Lalu saya tanya kenapa sampai pergi ke Jakarta.  "Saya ini sudah 59 Pak. Tahun depan pensiun, kalau tahun ini ada masalah saya takut tidak bisa terima uang pensiun," Ibu Mei menjelaskan alasan kenapa ngurus ke Jakarta.

Itu cuma satu dari dua ratusan orang yang datang di hari Jumat kemarin. Ibu guru itu bernama Ibu Mei, seorang guru TK dari Kec Mertoyudan, Kab. Magelang. Dia berangkat ke Jakarta ditemani putrinya yang tinggal di Semarang dan seorang staf Dinas Pendidikan Kab. Magelang.

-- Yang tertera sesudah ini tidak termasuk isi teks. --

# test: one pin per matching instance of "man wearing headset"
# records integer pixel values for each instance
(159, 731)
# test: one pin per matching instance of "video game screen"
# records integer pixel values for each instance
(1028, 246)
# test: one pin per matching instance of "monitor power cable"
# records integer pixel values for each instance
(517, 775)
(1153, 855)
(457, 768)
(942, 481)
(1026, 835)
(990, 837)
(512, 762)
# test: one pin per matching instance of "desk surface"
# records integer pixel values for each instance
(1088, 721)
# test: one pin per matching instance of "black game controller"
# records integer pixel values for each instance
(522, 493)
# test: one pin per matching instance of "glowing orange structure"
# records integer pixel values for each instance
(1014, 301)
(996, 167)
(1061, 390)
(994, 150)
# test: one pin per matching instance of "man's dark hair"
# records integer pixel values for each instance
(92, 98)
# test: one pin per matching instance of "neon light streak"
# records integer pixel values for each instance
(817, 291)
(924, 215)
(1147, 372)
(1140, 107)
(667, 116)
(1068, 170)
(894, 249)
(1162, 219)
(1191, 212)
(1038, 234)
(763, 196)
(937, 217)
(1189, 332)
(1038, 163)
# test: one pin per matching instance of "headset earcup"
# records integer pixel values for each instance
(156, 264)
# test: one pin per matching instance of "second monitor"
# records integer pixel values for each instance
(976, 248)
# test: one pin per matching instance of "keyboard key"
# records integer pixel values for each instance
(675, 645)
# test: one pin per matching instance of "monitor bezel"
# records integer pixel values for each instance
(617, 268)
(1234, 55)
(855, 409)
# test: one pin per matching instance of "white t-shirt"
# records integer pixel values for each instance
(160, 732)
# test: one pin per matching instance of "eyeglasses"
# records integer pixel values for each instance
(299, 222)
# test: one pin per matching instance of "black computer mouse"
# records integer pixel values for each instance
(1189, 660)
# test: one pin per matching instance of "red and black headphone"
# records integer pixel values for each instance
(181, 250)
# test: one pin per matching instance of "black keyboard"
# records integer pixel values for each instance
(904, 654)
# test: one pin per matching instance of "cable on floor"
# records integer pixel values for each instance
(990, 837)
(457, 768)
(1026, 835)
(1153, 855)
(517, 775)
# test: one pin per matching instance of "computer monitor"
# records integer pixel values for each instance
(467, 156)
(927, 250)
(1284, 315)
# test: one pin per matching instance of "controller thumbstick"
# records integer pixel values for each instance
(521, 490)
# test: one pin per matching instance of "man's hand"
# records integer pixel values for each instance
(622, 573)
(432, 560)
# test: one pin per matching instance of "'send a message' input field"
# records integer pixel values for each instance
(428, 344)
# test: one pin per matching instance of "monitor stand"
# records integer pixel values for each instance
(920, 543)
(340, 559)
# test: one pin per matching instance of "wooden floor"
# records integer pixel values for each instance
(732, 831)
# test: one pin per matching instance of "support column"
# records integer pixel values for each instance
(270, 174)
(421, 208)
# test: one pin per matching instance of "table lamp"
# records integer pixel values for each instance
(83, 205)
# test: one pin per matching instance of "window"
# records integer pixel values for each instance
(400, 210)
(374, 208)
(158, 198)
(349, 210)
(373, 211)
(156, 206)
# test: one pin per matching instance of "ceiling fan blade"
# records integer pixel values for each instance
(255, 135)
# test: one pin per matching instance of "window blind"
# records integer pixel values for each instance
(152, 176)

Sesudah jum'atan, saya berjalan melewati ULT. Tanpa sengaja, berpapasan lagi dengan mereka bertiga di selasar depan ULT.

Saya tanya apakah sudah beres, lalu putrinya menjawab, "tadi kami diminta oleh petugas ULT utk mengurus ke lantai 13 di Gedung D. Kami sudah ke sana lalu menunggu tapi petugasnya tidak ada."

"Sekarang mau kemana?" tanya saya. Putrinya kemudian menjawab, "kami mau ke Bandara, terlanjur beli tiket PP sore ini." Semua diam. Saya kaget, ya amat terkejut.

Bapak dan Ibu semua, seorang Ibu guru TK yg sudah amat senior dari pinggiran Kab Magelang telah habiskan uang untuk beli tiket pesawat Semarang-Jakarta PP dan terpaksa pulang dengan tangan hampa. Alasannya sederhana: petugas tidak di tempat.

Cukup sudah tempat ini jadi pangkal kekecewaan !!

Saya ajak mereka ke ruangan saya dan panggil petugas GTK untuk membereskan hingga tuntas.

Bapak dan Ibu, ini tidak seharusnya terjadi dan tidak boleh berulang. Saya tegaskan sekai lagi: TIDAK BOLEH BERULANG.

Saya akan ceritakan lagi pengalaman nyata, pengalaman kami yang pernah saya ceritakan pada Ibu dan Bapak sekalian saat kita bicara soal pelayanan pada guru beberapa bulan yang lalu.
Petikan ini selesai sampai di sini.